Он кивнул на бурое пятно возле унитаза. Мне стало дурно.
– Это кровь, – уверенно сказал Тенгиз.
– Кровь, – подтвердила я. – И что в этом такого?
– Ты с ума сошла?! – заорал вдруг вожатый незнакомым страшным голосом.
Я сделала вид, что очень смущена, и сказала:
– Мы же девочки, в конце концов, у нас бывают… ну… ты знаешь.
Тенгиз опустился на закрытую крышку унитаза, как будто сдулся в одно мгновение. Поскреб лысину ногтями.
– Девочки не выдирают створки с мясом. Кто окно сломал, я спрашиваю?
– Я сломала, я уже тебе ответила. Я сильная. Я же бывшая акробатка. Низшей позиции.
Наверное, это могло прозвучать смешно.

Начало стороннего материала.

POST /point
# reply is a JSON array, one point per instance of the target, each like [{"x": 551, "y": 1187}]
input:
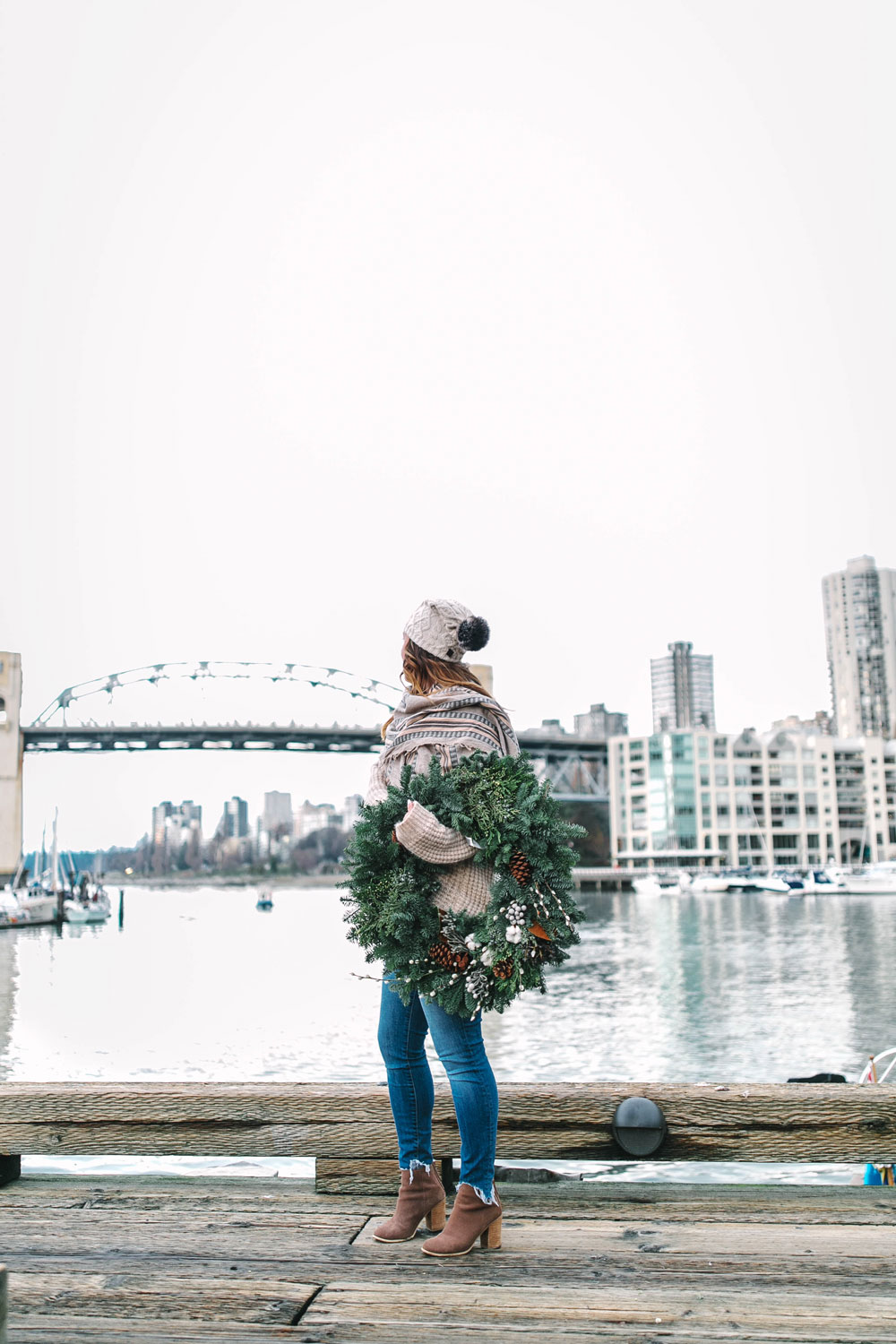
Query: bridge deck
[{"x": 218, "y": 1260}]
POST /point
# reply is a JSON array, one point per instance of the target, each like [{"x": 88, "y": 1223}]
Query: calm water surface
[{"x": 201, "y": 986}]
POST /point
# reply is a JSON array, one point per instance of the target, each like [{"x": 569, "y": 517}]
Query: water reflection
[
  {"x": 689, "y": 988},
  {"x": 711, "y": 988}
]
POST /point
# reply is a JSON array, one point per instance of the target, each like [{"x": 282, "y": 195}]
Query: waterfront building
[
  {"x": 821, "y": 722},
  {"x": 314, "y": 816},
  {"x": 683, "y": 690},
  {"x": 234, "y": 823},
  {"x": 600, "y": 723},
  {"x": 177, "y": 833},
  {"x": 351, "y": 811},
  {"x": 860, "y": 636},
  {"x": 277, "y": 814},
  {"x": 791, "y": 797}
]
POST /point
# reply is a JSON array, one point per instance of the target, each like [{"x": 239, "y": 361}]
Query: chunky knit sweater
[{"x": 447, "y": 723}]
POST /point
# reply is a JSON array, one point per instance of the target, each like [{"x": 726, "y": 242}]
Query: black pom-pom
[{"x": 473, "y": 633}]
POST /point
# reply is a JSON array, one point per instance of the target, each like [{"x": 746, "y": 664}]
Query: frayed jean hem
[
  {"x": 414, "y": 1166},
  {"x": 490, "y": 1199}
]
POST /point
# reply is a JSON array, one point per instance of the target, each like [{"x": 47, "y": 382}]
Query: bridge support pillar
[{"x": 10, "y": 762}]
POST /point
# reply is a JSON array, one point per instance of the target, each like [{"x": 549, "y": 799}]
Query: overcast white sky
[{"x": 579, "y": 312}]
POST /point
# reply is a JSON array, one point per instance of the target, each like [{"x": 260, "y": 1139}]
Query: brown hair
[{"x": 424, "y": 672}]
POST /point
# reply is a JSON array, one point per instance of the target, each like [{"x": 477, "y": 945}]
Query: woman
[{"x": 445, "y": 714}]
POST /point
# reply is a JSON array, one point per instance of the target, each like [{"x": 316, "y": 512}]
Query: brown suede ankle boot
[
  {"x": 417, "y": 1199},
  {"x": 470, "y": 1218}
]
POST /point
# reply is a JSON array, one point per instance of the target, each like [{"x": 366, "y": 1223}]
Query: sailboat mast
[{"x": 56, "y": 854}]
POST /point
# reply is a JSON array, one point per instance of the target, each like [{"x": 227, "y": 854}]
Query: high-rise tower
[
  {"x": 683, "y": 694},
  {"x": 10, "y": 762},
  {"x": 860, "y": 633}
]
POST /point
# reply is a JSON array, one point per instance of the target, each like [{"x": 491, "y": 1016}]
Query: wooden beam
[{"x": 790, "y": 1123}]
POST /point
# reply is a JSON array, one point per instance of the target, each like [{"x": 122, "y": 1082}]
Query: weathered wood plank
[
  {"x": 761, "y": 1123},
  {"x": 570, "y": 1271},
  {"x": 261, "y": 1301},
  {"x": 570, "y": 1199},
  {"x": 465, "y": 1309},
  {"x": 705, "y": 1241},
  {"x": 108, "y": 1330},
  {"x": 274, "y": 1236}
]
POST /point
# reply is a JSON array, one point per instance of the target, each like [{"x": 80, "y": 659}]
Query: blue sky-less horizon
[{"x": 578, "y": 312}]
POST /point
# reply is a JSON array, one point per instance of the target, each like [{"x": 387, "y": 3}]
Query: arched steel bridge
[{"x": 576, "y": 766}]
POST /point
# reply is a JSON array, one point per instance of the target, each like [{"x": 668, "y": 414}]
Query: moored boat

Но не теперь.
– Почему ты не позвала старших, вместо того чтобы окна ломать?
– Я вас искала, но не нашла, – соврала я.
– Никого не нашла? Во всей Деревне?
– Никого.
– Слушай меня, Зоя, ты заплатишь за окно.
– Заплачу, – с готовностью согласилась я. – Сколько окурков мне собрать?
– Не нужны мне твои окурки! – снова рассвирепел Тенгиз, а я вовсе была не рада, хоть столько времени и усилий тщетно потратила недавно, чтобы вывести его из себя. – Просто не попадайся мне больше на глаза.
Я хотела спросить: “Вообще никогда?”, но сдержалась.
Тенгиз резко встал и ударился головой о шкафчик, который висел над унитазом. Он чуть не обматерил шкаф, но тоже сдержался.
Я понимала, что сейчас Тенгизу очень хотелось поругаться со мной, но не могла доставить ему такого удовольствия. Мне было бесконечно жаль его – отсюда до самой Стены Плача.
– Я починю окно, клянусь мамой, – поспешила я успокоить Тенгиза. – Не надо так переживать.
– Да при чем тут чертово окно!
Если бы Тенгиз в гневе встретился мне в одесской подворотне, я бы неслась от него прочь с криками “Караул!”, но сейчас я его не испугалась. Ведь я понимала, в чем дело.
– Вы же взрослые люди! Вас отобрали в эту программу, потому что вы доказали свою самостоятельность и ответственность! Вас что, нельзя оставить одних на два часа? – Тенгиз вдруг внимательно на меня посмотрел. – Что это у тебя на лице?
Я спохватилась и отвернулась.
– Что у тебя на лице, Зоя?
– Я поцарапалась о гвоздь, когда лезла в окно, – снова соврала я. – Ничего страшного, всего лишь ссадина.
Тенгиз, кажется, очень старался взять себя в руки.
– Я не знаю, что ты от меня скрываешь, но это просто глупо. Я же все равно узнаю.
“Не узнаешь”, хотелось мне возразить. Отчасти из сострадания, отчасти назло.
– Зайди в кабинет и продезинфицируй царапину, – приказал Тенгиз. – Немедленно.
Гигантскими шагами покинул комнату. Я пошла за ним.
В кабинете Аннабелла вертела в руках провод телефона, зажав трубку между ухом и плечом, и выглядела так, будто победила в конкурсе красоты. Трудно было поверить, что несколько часов назад она занималась кровопусканием, а потом утверждала, что ее никто не любит.
Тенгиз достал аптечку и всучил мне вату и йод.
– Может, хватит болтать? – со злостью бросил он Аннабелле. – Вы скоро увидитесь.
– Целую-обнимаю, солнце, – проворковала она в трубку, и ее взгляд счастливо затуманился.
– Кто сломал окно в туалете? – спросил Тенгиз у Аннабеллы. – А ты молчи, – бросил он мне.
– Это перекрестный допрос?
– Тише! Отвечай, Влада.
Аннабелла встала со стула с таким апломбом, словно на ней был не спортивный костюм, а королевская мантия.
– Юра Шульц сломал окно, – заявила Аннабелла. – Он хотел влезть ко мне в комнату, а я его не пускала.